There is a common false expectation that anyone graduate with an MBA will be capable of making difficult business decisions. The same apply that may those who graduate with a MFA is automatically a big thinker and is capable of creating the next iPhone or Twitter.
I have been hearing rumblings from clients about the quality of MBA graduates these days due to big quality gaps between of b-schools. Most MBA graduates are undoubtedly smart but often unprepared and unequipped to handle the most crucial of managerial responsibilities: quickly solving problems with less than perfect information. In my b-schools days, people often complained about the lack of information when reading a case study and believing that having complete information will help them make the right decisions. Let’s face it, there’s no perfect information in the world and everyday we are making decisions based on limited information. More often today we are dealing with too much information and a sea of useless or meaningless data. We need to make sense of all this ourselves. Business is about managing uncertainty; strategy is about winning in an uncertain world.
What about MFAs? Well my observation is designers are sometimes over reliance on getting perfect information about users. They develop dozen of persona and hopefully it will give them more rigor. It won’t. Design teams sometime spend a disproportional amount of time on developing personas and not spending enough time on dreaming and crafting the solutions. Design is about managing uncertainty too, the beauty of personas is that they can help designers to create and communicate information about users to the larger development teams.
The approach is to gather information about users’ needs, behaviors, and preferences, and uses those data to construct vivid descriptions about explicitly fictional individuals. The three advantages compared to traditional user research are: 1/ the ability easily to engage teams to think about users; 2/ the possibility for designers to extrapolate from the personas to make design decisions; and 3/ freedom from problems that arise when a full spectrum of user data is presented, such as paralysis or inappropriate generalization which happens all the time. Of course the big question is whether the chosen personas are accurate and reflective of user needs.
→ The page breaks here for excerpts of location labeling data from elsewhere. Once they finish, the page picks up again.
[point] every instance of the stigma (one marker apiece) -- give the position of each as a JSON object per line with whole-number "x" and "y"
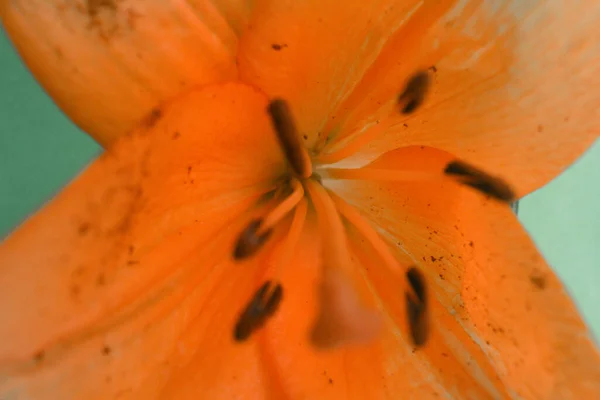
{"x": 343, "y": 317}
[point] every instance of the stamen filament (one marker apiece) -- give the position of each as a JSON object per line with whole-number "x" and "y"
{"x": 289, "y": 138}
{"x": 282, "y": 208}
{"x": 413, "y": 286}
{"x": 292, "y": 238}
{"x": 337, "y": 253}
{"x": 456, "y": 171}
{"x": 385, "y": 175}
{"x": 342, "y": 316}
{"x": 365, "y": 229}
{"x": 409, "y": 100}
{"x": 357, "y": 141}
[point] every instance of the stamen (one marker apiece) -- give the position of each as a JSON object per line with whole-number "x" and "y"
{"x": 289, "y": 138}
{"x": 481, "y": 181}
{"x": 416, "y": 307}
{"x": 258, "y": 231}
{"x": 250, "y": 241}
{"x": 263, "y": 305}
{"x": 282, "y": 208}
{"x": 365, "y": 229}
{"x": 409, "y": 100}
{"x": 416, "y": 302}
{"x": 414, "y": 92}
{"x": 292, "y": 238}
{"x": 458, "y": 171}
{"x": 342, "y": 317}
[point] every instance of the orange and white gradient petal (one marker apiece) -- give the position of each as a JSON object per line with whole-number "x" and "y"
{"x": 485, "y": 273}
{"x": 511, "y": 88}
{"x": 111, "y": 286}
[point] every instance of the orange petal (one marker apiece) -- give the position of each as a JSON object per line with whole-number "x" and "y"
{"x": 113, "y": 287}
{"x": 484, "y": 269}
{"x": 108, "y": 64}
{"x": 512, "y": 88}
{"x": 313, "y": 53}
{"x": 385, "y": 368}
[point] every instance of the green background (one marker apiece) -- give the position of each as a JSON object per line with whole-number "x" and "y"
{"x": 40, "y": 151}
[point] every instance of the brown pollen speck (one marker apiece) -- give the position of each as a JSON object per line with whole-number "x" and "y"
{"x": 538, "y": 281}
{"x": 106, "y": 350}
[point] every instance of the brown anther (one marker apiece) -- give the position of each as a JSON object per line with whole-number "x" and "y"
{"x": 417, "y": 307}
{"x": 263, "y": 305}
{"x": 250, "y": 241}
{"x": 289, "y": 138}
{"x": 481, "y": 181}
{"x": 414, "y": 92}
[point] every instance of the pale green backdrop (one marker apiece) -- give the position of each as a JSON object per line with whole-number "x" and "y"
{"x": 40, "y": 150}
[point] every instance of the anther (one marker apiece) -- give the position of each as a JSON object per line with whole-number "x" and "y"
{"x": 480, "y": 181}
{"x": 250, "y": 240}
{"x": 263, "y": 305}
{"x": 289, "y": 138}
{"x": 414, "y": 92}
{"x": 416, "y": 307}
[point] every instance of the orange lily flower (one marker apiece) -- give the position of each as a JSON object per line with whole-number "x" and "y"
{"x": 301, "y": 199}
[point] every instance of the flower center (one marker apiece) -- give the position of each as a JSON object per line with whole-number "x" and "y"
{"x": 342, "y": 317}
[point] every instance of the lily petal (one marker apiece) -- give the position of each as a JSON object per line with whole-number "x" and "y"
{"x": 381, "y": 369}
{"x": 485, "y": 270}
{"x": 108, "y": 64}
{"x": 511, "y": 89}
{"x": 313, "y": 53}
{"x": 112, "y": 286}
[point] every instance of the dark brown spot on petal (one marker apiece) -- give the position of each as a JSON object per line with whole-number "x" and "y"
{"x": 250, "y": 241}
{"x": 416, "y": 307}
{"x": 84, "y": 228}
{"x": 106, "y": 350}
{"x": 39, "y": 356}
{"x": 152, "y": 118}
{"x": 287, "y": 134}
{"x": 414, "y": 93}
{"x": 479, "y": 180}
{"x": 539, "y": 282}
{"x": 263, "y": 305}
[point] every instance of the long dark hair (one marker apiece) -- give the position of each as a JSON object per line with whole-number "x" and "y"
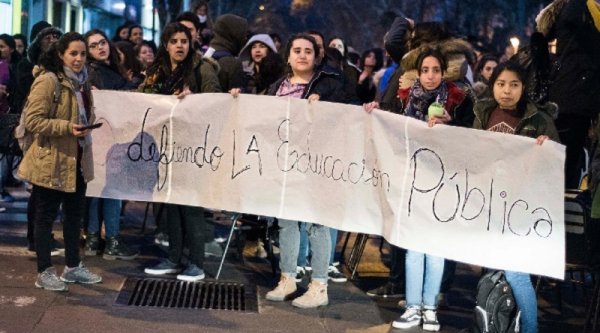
{"x": 113, "y": 56}
{"x": 10, "y": 42}
{"x": 514, "y": 67}
{"x": 288, "y": 49}
{"x": 51, "y": 60}
{"x": 162, "y": 61}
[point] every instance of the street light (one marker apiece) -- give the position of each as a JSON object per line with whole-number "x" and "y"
{"x": 514, "y": 41}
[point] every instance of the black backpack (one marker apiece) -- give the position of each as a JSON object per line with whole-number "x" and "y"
{"x": 496, "y": 310}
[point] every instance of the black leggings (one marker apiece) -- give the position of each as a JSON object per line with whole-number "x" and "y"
{"x": 46, "y": 203}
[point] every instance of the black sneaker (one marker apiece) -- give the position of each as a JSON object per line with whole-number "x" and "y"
{"x": 116, "y": 249}
{"x": 300, "y": 273}
{"x": 334, "y": 274}
{"x": 6, "y": 197}
{"x": 57, "y": 248}
{"x": 388, "y": 290}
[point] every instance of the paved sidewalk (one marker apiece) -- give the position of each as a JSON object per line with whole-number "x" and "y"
{"x": 24, "y": 308}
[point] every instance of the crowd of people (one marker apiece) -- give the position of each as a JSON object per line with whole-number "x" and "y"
{"x": 422, "y": 67}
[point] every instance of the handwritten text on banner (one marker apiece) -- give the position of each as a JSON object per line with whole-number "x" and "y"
{"x": 484, "y": 198}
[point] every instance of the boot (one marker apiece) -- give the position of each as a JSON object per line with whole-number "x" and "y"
{"x": 285, "y": 288}
{"x": 116, "y": 249}
{"x": 92, "y": 244}
{"x": 315, "y": 296}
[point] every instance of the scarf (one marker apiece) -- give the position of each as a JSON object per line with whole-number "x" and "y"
{"x": 77, "y": 82}
{"x": 594, "y": 8}
{"x": 419, "y": 99}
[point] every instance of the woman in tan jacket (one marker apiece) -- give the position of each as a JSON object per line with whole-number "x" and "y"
{"x": 59, "y": 161}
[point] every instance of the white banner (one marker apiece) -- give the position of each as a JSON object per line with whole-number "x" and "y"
{"x": 483, "y": 198}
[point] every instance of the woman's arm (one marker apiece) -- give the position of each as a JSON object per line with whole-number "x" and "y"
{"x": 39, "y": 104}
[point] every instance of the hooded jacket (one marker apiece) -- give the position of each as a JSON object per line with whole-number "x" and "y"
{"x": 534, "y": 123}
{"x": 576, "y": 73}
{"x": 458, "y": 104}
{"x": 230, "y": 35}
{"x": 51, "y": 160}
{"x": 24, "y": 75}
{"x": 263, "y": 38}
{"x": 270, "y": 67}
{"x": 458, "y": 53}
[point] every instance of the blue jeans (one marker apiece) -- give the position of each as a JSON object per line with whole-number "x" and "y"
{"x": 525, "y": 298}
{"x": 303, "y": 250}
{"x": 111, "y": 210}
{"x": 333, "y": 236}
{"x": 289, "y": 244}
{"x": 423, "y": 279}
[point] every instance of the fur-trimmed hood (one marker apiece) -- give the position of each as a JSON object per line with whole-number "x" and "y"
{"x": 262, "y": 38}
{"x": 448, "y": 47}
{"x": 35, "y": 50}
{"x": 453, "y": 49}
{"x": 549, "y": 15}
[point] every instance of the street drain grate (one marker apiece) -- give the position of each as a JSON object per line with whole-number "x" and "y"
{"x": 166, "y": 293}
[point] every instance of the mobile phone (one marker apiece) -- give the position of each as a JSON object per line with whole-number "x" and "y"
{"x": 92, "y": 126}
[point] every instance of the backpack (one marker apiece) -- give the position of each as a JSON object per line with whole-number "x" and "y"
{"x": 496, "y": 310}
{"x": 24, "y": 137}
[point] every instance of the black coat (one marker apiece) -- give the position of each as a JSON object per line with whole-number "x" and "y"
{"x": 577, "y": 80}
{"x": 328, "y": 85}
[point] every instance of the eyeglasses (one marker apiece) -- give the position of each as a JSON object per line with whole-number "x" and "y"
{"x": 52, "y": 37}
{"x": 102, "y": 42}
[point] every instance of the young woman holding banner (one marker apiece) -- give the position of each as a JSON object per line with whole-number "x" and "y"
{"x": 510, "y": 112}
{"x": 105, "y": 73}
{"x": 437, "y": 101}
{"x": 59, "y": 161}
{"x": 179, "y": 71}
{"x": 304, "y": 80}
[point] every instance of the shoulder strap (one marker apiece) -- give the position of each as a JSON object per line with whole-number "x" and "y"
{"x": 56, "y": 97}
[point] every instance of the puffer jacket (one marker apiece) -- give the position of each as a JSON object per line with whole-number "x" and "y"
{"x": 534, "y": 123}
{"x": 51, "y": 161}
{"x": 459, "y": 105}
{"x": 230, "y": 36}
{"x": 326, "y": 84}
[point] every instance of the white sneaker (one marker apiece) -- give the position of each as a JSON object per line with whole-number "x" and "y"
{"x": 285, "y": 288}
{"x": 410, "y": 318}
{"x": 430, "y": 322}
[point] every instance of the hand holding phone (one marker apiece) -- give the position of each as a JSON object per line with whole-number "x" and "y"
{"x": 92, "y": 126}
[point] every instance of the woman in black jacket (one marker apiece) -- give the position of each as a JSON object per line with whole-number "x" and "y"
{"x": 105, "y": 73}
{"x": 307, "y": 81}
{"x": 180, "y": 71}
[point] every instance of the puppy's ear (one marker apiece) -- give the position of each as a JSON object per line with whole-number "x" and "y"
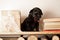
{"x": 31, "y": 13}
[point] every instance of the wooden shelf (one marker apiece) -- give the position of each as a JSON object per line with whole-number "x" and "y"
{"x": 27, "y": 33}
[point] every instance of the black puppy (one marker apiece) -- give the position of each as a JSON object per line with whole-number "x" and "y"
{"x": 31, "y": 22}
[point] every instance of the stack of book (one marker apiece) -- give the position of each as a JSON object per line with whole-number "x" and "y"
{"x": 52, "y": 24}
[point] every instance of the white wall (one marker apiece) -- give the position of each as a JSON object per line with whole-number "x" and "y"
{"x": 50, "y": 8}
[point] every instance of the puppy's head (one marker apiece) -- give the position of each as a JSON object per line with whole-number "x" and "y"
{"x": 36, "y": 13}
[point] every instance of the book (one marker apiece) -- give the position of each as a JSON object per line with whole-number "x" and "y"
{"x": 51, "y": 24}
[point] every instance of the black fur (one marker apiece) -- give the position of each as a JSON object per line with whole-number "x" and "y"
{"x": 31, "y": 22}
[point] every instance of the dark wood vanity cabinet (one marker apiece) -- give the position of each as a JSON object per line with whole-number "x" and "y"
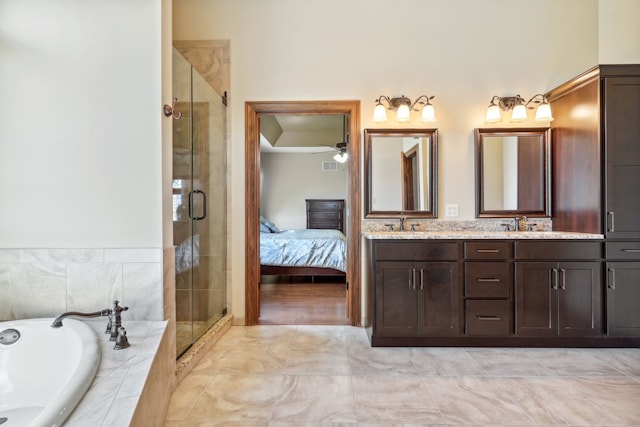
{"x": 520, "y": 292}
{"x": 558, "y": 299}
{"x": 558, "y": 288}
{"x": 623, "y": 288}
{"x": 596, "y": 176}
{"x": 416, "y": 289}
{"x": 488, "y": 288}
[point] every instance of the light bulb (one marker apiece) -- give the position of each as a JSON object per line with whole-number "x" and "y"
{"x": 543, "y": 113}
{"x": 341, "y": 157}
{"x": 403, "y": 114}
{"x": 493, "y": 114}
{"x": 428, "y": 113}
{"x": 379, "y": 113}
{"x": 519, "y": 113}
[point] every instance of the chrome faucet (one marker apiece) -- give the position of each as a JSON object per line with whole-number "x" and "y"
{"x": 113, "y": 327}
{"x": 57, "y": 323}
{"x": 521, "y": 223}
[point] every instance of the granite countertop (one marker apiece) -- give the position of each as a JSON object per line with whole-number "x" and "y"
{"x": 478, "y": 234}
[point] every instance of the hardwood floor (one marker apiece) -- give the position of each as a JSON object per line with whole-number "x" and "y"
{"x": 302, "y": 301}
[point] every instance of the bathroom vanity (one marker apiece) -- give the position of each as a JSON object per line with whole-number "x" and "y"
{"x": 496, "y": 289}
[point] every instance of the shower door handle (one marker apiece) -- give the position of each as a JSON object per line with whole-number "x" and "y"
{"x": 204, "y": 205}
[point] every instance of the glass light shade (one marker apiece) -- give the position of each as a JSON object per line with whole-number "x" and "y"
{"x": 341, "y": 157}
{"x": 519, "y": 113}
{"x": 428, "y": 113}
{"x": 403, "y": 114}
{"x": 379, "y": 113}
{"x": 493, "y": 114}
{"x": 543, "y": 113}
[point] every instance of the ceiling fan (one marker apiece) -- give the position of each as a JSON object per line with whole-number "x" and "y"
{"x": 341, "y": 155}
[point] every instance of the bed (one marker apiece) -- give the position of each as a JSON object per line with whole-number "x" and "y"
{"x": 303, "y": 252}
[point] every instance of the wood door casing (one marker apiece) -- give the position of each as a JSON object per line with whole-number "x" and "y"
{"x": 253, "y": 110}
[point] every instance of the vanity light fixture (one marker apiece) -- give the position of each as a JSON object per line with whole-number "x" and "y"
{"x": 403, "y": 107}
{"x": 518, "y": 108}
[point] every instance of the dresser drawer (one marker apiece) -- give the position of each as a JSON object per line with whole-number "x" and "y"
{"x": 488, "y": 250}
{"x": 325, "y": 216}
{"x": 325, "y": 205}
{"x": 487, "y": 279}
{"x": 488, "y": 318}
{"x": 623, "y": 250}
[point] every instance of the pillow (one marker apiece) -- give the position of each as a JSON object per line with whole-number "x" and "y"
{"x": 271, "y": 226}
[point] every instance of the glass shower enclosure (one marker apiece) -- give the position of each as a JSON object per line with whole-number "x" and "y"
{"x": 199, "y": 203}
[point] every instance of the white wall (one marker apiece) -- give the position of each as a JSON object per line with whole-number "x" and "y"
{"x": 619, "y": 32}
{"x": 289, "y": 179}
{"x": 80, "y": 124}
{"x": 81, "y": 155}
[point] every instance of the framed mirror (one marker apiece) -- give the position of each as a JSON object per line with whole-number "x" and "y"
{"x": 513, "y": 172}
{"x": 401, "y": 173}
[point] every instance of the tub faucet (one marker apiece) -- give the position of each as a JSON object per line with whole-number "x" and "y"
{"x": 58, "y": 320}
{"x": 115, "y": 321}
{"x": 121, "y": 340}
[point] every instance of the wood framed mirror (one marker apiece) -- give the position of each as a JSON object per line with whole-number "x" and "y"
{"x": 401, "y": 173}
{"x": 513, "y": 174}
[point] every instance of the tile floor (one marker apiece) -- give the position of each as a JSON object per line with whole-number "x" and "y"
{"x": 283, "y": 376}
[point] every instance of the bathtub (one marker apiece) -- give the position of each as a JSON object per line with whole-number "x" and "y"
{"x": 46, "y": 372}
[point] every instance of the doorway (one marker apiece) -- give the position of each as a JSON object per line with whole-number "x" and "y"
{"x": 253, "y": 111}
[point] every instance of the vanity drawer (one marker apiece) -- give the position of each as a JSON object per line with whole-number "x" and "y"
{"x": 623, "y": 250}
{"x": 487, "y": 279}
{"x": 407, "y": 250}
{"x": 488, "y": 318}
{"x": 488, "y": 250}
{"x": 558, "y": 250}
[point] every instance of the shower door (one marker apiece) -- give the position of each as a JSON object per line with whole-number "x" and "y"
{"x": 199, "y": 204}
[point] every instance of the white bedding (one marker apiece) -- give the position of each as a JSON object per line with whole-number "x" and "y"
{"x": 304, "y": 248}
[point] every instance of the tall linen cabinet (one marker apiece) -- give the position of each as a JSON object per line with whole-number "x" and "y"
{"x": 596, "y": 179}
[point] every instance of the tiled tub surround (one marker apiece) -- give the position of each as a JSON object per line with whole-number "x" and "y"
{"x": 133, "y": 385}
{"x": 46, "y": 282}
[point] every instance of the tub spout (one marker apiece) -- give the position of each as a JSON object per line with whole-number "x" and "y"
{"x": 58, "y": 321}
{"x": 121, "y": 341}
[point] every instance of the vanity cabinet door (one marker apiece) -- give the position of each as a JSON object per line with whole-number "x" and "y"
{"x": 579, "y": 302}
{"x": 396, "y": 291}
{"x": 558, "y": 299}
{"x": 416, "y": 299}
{"x": 623, "y": 299}
{"x": 622, "y": 128}
{"x": 439, "y": 299}
{"x": 536, "y": 299}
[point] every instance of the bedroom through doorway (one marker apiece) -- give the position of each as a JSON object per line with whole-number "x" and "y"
{"x": 303, "y": 187}
{"x": 289, "y": 169}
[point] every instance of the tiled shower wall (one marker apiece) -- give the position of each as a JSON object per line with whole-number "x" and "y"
{"x": 47, "y": 282}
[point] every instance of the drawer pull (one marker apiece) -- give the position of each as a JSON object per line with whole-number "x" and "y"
{"x": 490, "y": 318}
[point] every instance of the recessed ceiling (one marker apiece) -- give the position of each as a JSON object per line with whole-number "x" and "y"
{"x": 302, "y": 133}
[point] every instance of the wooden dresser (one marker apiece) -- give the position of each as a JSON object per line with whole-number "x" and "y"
{"x": 325, "y": 213}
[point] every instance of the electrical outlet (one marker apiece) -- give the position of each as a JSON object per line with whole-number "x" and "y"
{"x": 451, "y": 210}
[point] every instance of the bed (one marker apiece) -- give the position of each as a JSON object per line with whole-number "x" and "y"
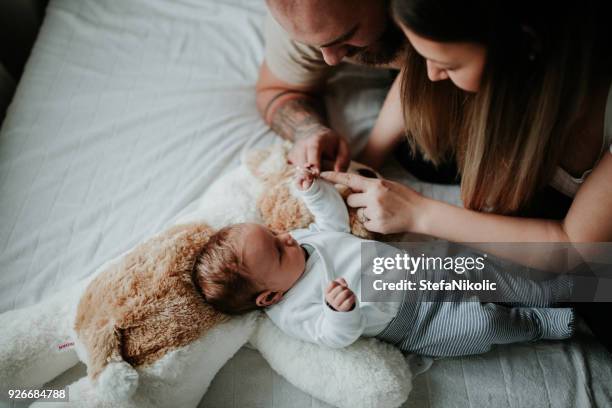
{"x": 128, "y": 110}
But the whole “personas” approach suffers some practical limitations. Two significant issues involve how personas are reconciled with other information, and actually who is responsible for interpreting them. It is not not uncommon that fictional personas would frequently conflict with other sources of data usually quantitative research. Design teams receive information about users from many sources: self-observation, spouses, friends, technology media, and so forth. They form impressions about customers and those naturally show variance from the precise data presented by personas. Even with good personas, there’s still plenty of unknown.
Whether MBAs and MFAs, their commonality is that their jobs require them to make important business or design decisions with incomplete information. There's only so much tools can help.